Motivation

Sustainable energy and chemical production largely hinges on the development of catalysts that efficiently transfer energy into molecules for storage (e.g. H2O oxidation or CO2 or N2 reduction into feedstocks for fuels or fertilizers). Doing so would open doors for renewable technologies to produce useful fuels and chemicals from O2, water, CO2, and N2.

KeithGroup cycle

Figure adapted with permission from 
(Olah, G. A.; Prakash, G. K. S.; Goeppert, A.  J. Am. Chem. Soc. 2011, 133, 12881-12898). 
Copyright (2011) American Chemical Society. 

A key hurdle in all of these processes is understanding how to drive multi-proton and electron transfers in a way so that products are made efficiently (i.e. with low overpotentials and high faradaic efficiencies). Having a quantum-level understanding of when and why good catalysts function and to what extent they can be improved would give guidance for rationally designing more sustainable processes. 

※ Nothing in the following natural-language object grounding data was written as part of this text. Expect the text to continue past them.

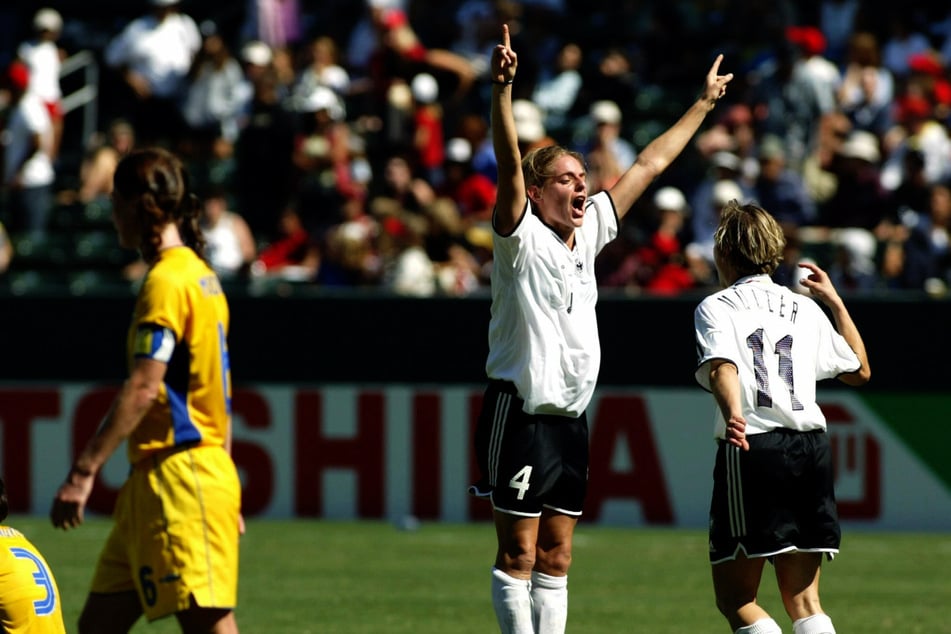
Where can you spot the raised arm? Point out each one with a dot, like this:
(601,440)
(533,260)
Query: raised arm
(725,385)
(510,197)
(662,151)
(821,287)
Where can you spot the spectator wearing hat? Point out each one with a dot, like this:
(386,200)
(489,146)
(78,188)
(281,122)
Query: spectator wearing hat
(722,166)
(786,102)
(665,270)
(473,193)
(853,267)
(151,58)
(325,187)
(530,126)
(609,155)
(927,251)
(216,93)
(397,54)
(28,171)
(917,131)
(322,68)
(780,189)
(699,252)
(813,67)
(557,90)
(428,137)
(867,91)
(263,153)
(43,56)
(859,199)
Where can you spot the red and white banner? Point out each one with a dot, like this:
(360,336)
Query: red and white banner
(396,451)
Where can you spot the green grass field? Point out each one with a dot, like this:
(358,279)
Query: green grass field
(368,577)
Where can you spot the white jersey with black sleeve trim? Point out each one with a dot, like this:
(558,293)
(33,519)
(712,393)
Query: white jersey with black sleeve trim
(543,332)
(781,343)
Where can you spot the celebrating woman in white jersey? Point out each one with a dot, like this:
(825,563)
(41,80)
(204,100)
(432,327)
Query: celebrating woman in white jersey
(762,347)
(544,353)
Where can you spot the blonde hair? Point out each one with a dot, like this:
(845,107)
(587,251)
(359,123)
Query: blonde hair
(537,164)
(749,239)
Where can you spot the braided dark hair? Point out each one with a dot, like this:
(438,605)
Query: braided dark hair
(157,179)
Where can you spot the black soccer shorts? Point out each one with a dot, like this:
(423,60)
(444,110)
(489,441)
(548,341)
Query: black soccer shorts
(777,497)
(529,462)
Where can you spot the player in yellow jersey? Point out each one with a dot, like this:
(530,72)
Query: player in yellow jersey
(174,546)
(29,599)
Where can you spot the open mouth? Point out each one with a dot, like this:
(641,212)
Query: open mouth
(577,203)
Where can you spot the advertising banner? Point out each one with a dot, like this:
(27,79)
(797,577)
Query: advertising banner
(404,451)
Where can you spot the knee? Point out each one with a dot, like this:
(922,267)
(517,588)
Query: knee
(800,605)
(516,558)
(555,561)
(731,601)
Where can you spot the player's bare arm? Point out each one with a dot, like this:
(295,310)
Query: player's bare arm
(510,196)
(725,385)
(820,286)
(661,152)
(134,399)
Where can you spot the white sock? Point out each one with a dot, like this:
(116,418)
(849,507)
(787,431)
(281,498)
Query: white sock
(512,601)
(815,624)
(763,626)
(549,603)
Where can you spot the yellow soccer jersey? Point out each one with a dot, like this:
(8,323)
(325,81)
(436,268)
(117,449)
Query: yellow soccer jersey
(181,318)
(29,598)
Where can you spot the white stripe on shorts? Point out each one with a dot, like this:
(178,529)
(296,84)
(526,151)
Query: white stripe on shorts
(734,491)
(495,438)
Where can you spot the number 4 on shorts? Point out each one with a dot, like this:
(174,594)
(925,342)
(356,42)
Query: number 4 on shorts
(519,481)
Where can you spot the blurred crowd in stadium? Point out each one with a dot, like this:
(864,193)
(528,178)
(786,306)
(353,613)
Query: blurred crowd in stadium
(342,143)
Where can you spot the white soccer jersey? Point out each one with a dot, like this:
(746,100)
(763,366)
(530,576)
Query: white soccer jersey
(781,343)
(543,334)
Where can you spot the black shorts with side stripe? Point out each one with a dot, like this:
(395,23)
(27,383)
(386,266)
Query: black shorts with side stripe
(777,497)
(529,462)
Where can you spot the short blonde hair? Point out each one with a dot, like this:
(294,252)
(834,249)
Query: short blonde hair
(537,164)
(749,239)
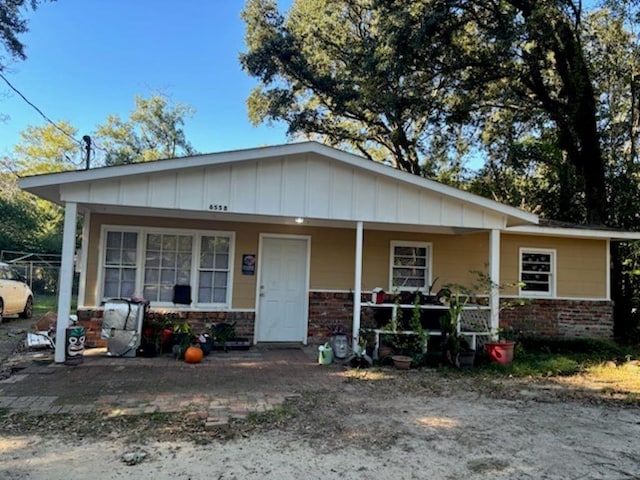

We approach this problem using a variety of computational chemistry tools to enable predictions of potential energy surfaces to better understand reaction pathways and ensembles of mechanisms. Our group carries out computational investigations to determine the underlying thermodynamic energies and kinetics of reaction steps under their actual operating conditions. With this information we bridge a continuous understanding of homogeneous, heterogeneous, and biomimetic reaction mechanisms to aid the design of next-generation catalysts.